La psicoterapia funziona se costituisce un’esperienza di segno diverso da quelle precedenti, cioè se riesce a cambiare la mappa cognitivo-emotiva del paziente in quanto esperienza formativa alternativa.
In tal senso la cosa più importante non è la teoria psicologica sottostante, ma il transfer come processo pratico, per cui il terapeuta deve impersonare l’Altro in modo diverso da come L’Altro è stato percepito e rappresentato dal paziente prima della terapia.
Il terapeuta, attraverso l’interazione col paziente, deve riuscire a fargli cambiare idee e soprattutto sentimenti per quanto riguarda l’Altro, a far nascere in lui la speranza e la fiducia che l’Altro sia diverso e migliore di come lo ha finora conosciuto, più interessante, più attraente, meno pericoloso, e gli faccia venir voglia di stabilire con lui un nuovo tipo di rapporto, più sano e soddisfacente.

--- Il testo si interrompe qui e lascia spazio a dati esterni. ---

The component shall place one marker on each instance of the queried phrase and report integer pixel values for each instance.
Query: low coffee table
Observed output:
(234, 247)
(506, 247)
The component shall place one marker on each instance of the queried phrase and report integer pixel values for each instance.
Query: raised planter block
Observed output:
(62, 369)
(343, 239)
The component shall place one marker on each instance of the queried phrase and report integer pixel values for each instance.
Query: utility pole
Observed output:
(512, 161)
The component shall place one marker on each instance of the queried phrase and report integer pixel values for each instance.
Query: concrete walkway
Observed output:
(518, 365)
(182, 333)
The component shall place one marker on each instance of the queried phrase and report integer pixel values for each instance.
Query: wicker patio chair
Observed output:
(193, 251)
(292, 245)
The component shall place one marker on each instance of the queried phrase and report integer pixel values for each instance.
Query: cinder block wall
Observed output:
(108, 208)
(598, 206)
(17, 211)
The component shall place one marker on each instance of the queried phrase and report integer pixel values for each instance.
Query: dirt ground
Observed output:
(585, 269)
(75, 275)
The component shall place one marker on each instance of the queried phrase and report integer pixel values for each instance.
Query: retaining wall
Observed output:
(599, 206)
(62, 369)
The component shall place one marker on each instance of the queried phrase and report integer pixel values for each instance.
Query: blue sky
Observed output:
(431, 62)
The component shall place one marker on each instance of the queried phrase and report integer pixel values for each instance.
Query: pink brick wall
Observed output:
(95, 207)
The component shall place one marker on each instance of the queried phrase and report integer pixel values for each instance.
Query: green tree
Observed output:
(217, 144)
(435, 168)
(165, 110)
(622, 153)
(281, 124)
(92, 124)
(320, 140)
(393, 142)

Lo studio del terapeuta dovrebbe dunque costituire la palestra in cui il paziente si allena a interagire con l’Altro in modo diverso e più soddisfacente, e il terapeuta deve fare da coach in questa attività.
In molti casi, inoltre, il terapeuta deve sostituire i genitori del paziente in quanto educatori alla vita, cioè ai sani rapporti con gli altri, correggendo il loro operato.